I am reading it again: Clean Code.
This time I am reading it differently. The first time around (6 years ago), I was reading it and learned a lot (about how to write clean code) and was using it (a lot) to get other people on board and convince them that this is the way (the only way) to write code.
I still think that the book can serve that purpose.
But reading some of the recommendations again also got me worried, because I feel that sometimes and to some extend we are still fighting the same battles than 6 years ago (or maybe 20 years ago).
And the battles are the battles of expectations: The expectation that managers and engineers need and want to get it right the first time around.
So lets articulate a different expectation. And that expectation is based on experience. And my experience is that you have to write code three times. The initial version will allow you to understand and explore the problem space (e.g. understand all functional and non-functional requirements) and the solution space (e.g. start to learn the frameworks that you want to/need to use). You will (hopefully) produce a/the Minimal Viable Product (MVP). In general that code will be bad.
After you understand more/better what the problem is and how to solve it and how the frameworks work, you need to rewrite/refactor your implementation. Note: During that refactoring no new functionality or net new features will be added. But your code will probably/hopefully shrink in size and complexity and will become much more readable (e.g. because you now know how to name things right). That code will be good.
Very soon afterwards it will be the first time that you have to change the code, because some of the requirements have changed and you realize that the code is hard to change. At that point you will start to understand, which parts of the implementation will be stable and will probably not change a lot and which parts are based on requirements that are less stable. That will allow you to introduce abstractions and indirections where they are needed and valuable. And then the code will be clean. And then the journey to keep it clean starts.
Now let me put a stake into the ground and let me say that it is going to take you 33% of the overall time/money to build bad code, another 33% to build good code and another 33% to build clean code.
And that is just the cost of building that code. If you want to own (and change and extend) that code for a period of time (let’s say 3 years) you also need to keep it clean (Remember: There is a difference between the cost of building something and the cost of owning something, let alone the cost of owning bad code).
And it is not hard to see, where it all can go wrong.
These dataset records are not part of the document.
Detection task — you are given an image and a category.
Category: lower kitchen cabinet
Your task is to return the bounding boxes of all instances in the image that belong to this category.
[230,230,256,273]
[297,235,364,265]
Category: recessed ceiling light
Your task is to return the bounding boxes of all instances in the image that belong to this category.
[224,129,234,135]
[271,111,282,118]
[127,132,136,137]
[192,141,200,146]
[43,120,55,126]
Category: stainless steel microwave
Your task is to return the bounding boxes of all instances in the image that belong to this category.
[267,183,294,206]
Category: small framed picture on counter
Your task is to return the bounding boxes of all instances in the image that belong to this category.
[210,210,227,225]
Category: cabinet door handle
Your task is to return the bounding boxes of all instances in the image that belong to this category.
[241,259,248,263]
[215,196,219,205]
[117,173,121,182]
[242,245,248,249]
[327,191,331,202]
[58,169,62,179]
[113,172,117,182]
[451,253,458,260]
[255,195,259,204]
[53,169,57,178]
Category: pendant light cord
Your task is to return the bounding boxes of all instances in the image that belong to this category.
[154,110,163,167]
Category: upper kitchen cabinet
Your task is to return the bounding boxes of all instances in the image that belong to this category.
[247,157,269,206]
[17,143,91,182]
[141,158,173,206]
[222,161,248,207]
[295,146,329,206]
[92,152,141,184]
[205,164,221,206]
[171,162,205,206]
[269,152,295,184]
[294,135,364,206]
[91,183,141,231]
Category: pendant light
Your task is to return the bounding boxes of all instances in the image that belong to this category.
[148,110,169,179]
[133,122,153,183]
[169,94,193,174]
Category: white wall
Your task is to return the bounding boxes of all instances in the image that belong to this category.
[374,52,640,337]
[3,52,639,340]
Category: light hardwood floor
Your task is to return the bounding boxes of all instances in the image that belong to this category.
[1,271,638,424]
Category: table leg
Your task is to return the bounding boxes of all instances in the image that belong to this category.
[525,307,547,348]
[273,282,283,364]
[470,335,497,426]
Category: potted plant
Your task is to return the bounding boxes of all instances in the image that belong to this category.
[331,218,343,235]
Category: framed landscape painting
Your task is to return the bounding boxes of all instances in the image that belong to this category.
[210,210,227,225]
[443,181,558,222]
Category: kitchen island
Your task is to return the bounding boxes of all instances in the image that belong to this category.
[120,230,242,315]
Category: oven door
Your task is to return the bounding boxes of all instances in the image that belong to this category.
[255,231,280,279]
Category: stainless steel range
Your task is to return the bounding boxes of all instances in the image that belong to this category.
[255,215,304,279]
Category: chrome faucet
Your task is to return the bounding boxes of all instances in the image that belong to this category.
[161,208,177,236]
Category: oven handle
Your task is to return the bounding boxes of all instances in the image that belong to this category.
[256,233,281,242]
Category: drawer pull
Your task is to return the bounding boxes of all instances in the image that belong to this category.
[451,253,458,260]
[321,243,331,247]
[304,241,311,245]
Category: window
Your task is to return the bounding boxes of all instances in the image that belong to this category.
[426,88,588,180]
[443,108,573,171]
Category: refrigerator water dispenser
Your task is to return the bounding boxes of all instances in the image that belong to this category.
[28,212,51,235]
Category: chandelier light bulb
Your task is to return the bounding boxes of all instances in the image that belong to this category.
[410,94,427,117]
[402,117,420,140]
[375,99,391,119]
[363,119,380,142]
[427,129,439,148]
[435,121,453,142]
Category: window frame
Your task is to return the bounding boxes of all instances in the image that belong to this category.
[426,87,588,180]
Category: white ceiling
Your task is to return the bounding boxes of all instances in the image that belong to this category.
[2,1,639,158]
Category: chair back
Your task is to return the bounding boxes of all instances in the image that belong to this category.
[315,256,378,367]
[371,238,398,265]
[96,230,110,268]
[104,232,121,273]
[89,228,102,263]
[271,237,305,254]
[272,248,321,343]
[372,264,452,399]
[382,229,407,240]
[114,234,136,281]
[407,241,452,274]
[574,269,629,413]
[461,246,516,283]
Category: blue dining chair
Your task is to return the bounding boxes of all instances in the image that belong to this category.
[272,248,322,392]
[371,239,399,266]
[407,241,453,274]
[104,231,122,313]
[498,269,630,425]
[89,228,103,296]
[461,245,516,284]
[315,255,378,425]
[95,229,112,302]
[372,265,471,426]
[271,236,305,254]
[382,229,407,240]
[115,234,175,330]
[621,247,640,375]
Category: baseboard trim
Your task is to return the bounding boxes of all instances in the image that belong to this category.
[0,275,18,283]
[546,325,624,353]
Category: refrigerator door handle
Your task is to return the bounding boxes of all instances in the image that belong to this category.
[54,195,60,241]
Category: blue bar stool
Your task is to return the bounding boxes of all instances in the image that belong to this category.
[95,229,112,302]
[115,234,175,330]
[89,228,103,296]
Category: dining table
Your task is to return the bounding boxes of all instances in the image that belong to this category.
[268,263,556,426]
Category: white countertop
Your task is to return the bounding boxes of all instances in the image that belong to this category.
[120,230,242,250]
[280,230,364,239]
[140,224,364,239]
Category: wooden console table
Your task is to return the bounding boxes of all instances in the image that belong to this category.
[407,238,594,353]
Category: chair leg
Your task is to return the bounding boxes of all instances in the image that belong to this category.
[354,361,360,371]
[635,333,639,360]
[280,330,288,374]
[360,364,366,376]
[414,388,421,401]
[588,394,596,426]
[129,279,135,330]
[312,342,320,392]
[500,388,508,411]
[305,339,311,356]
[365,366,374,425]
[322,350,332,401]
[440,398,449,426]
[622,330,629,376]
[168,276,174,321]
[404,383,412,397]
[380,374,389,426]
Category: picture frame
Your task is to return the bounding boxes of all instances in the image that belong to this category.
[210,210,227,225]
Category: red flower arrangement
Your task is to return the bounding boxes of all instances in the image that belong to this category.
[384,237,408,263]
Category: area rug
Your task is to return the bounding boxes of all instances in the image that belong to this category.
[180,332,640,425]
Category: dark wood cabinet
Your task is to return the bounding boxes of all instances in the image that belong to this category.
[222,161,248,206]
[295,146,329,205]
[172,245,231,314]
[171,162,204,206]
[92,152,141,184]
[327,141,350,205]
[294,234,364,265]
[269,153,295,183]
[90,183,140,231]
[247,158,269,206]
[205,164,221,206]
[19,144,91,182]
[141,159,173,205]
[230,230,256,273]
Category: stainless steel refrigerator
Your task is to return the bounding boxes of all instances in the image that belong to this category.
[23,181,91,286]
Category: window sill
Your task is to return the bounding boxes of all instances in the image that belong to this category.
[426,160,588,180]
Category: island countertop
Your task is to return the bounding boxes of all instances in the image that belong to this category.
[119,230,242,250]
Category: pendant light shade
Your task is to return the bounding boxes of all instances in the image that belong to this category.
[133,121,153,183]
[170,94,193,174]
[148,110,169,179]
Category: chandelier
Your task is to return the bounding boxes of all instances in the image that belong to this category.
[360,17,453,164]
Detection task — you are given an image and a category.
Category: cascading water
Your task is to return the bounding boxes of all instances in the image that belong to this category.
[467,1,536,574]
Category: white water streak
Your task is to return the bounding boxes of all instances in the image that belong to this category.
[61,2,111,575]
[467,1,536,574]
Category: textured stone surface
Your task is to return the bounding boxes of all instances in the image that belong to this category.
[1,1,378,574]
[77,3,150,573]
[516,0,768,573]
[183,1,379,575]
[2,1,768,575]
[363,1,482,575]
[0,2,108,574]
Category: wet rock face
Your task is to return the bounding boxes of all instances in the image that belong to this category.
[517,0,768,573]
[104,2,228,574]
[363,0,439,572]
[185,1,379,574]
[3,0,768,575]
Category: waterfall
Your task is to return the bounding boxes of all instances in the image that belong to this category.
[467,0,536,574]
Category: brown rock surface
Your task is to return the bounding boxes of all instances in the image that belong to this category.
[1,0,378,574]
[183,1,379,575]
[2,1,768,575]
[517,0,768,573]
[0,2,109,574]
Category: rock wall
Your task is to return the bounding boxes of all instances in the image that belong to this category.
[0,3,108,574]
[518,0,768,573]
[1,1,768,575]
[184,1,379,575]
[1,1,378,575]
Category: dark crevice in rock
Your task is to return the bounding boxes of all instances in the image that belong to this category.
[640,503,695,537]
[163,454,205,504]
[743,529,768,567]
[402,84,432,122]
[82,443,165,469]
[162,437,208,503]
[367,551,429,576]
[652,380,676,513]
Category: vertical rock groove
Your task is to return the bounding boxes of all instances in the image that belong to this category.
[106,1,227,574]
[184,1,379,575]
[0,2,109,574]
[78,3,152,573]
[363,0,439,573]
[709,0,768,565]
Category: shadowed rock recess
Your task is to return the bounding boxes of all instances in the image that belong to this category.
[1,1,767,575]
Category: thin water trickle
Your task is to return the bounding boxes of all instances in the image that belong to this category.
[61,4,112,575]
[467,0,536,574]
After the first 33% you have something that works (100% functionality at 33% of the cost) and it will either take a very strong manager or a very strong engineer to spend the remaining 66% of the time/money to get to clean code (without a visible/significant increase in functionality). We all want to do the right thing (go to market as fast as possible; with the smallest cost possible). We all want to be good. Good managers and good engineers. And iterating on something that works feels bad or not right. It feels like you have done something wrong the first time around. You might even feel guilty or not smart enough to not get it right the first time around.
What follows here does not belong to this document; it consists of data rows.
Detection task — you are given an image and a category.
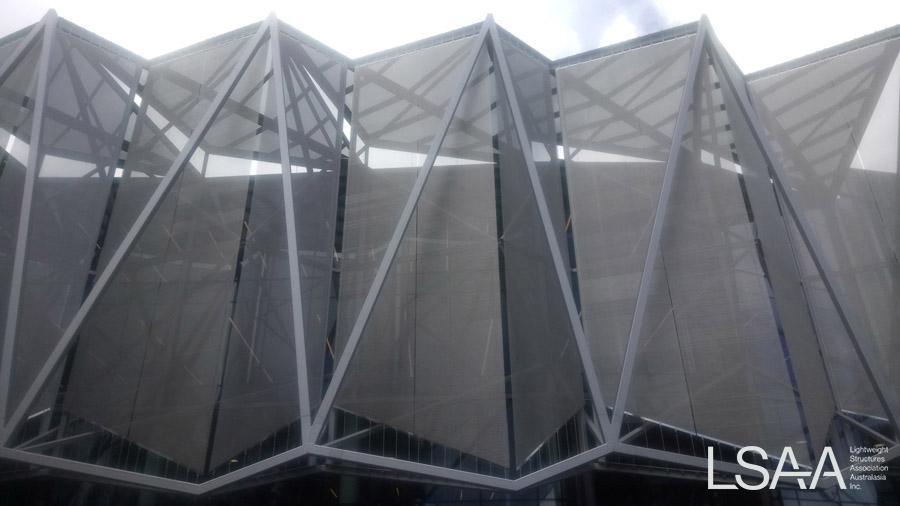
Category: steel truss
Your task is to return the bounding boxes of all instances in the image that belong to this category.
[0,10,897,496]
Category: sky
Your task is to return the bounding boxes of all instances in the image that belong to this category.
[0,0,899,72]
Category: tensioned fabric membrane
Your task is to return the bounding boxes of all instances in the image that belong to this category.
[0,10,896,494]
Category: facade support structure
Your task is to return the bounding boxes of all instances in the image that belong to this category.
[0,11,897,498]
[0,18,272,443]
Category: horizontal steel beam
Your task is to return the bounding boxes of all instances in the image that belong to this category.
[2,438,824,495]
[837,412,897,446]
[616,443,749,478]
[0,446,198,494]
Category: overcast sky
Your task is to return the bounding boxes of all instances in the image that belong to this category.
[1,0,898,72]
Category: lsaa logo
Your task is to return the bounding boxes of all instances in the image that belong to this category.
[707,446,846,490]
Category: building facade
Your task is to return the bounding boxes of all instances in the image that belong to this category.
[0,10,897,505]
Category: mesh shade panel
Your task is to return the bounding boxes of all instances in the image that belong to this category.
[0,34,41,398]
[556,35,695,408]
[7,31,139,420]
[59,32,256,470]
[749,39,900,418]
[627,53,807,459]
[497,37,566,261]
[495,65,584,467]
[717,55,836,456]
[57,33,297,472]
[333,44,511,468]
[334,36,479,370]
[0,31,27,64]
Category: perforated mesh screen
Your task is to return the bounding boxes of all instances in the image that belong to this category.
[7,31,140,421]
[0,32,41,405]
[625,53,808,459]
[333,42,511,467]
[59,33,296,472]
[556,35,695,408]
[0,15,895,490]
[749,39,900,419]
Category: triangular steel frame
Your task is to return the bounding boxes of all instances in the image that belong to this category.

Don’t. Don’t feel that way. It is totally normal to iterate on code that works. And the only bad thing that you can do is to have the expectation that you will be able to get it right the first time around. And the only thing that makes you a bad manager/engineer is not spending (and/or asking/fighting for) the 66% to make the code clean (after you have validated the MVP).
Last but not least, there is another big problem with this expectation or ambition to get it right the first time: It will slow you down. With that expectation, it might take you a lot longer than 33% to get the (MVP) functionality up and running (partially because the code will contain lots of premature optimizations) and you do not even know, if what you are building got the product-market-fit you are looking for.
Writing clean code it expensive. But premature optimizations and/or maintaining bad (not clean) code can kill your company.
So let’s feel good about writing code three times. Let’s feel good about not getting it right the first time around.
And yes … I know: I am preaching to the choir, but … better safe, than sorry.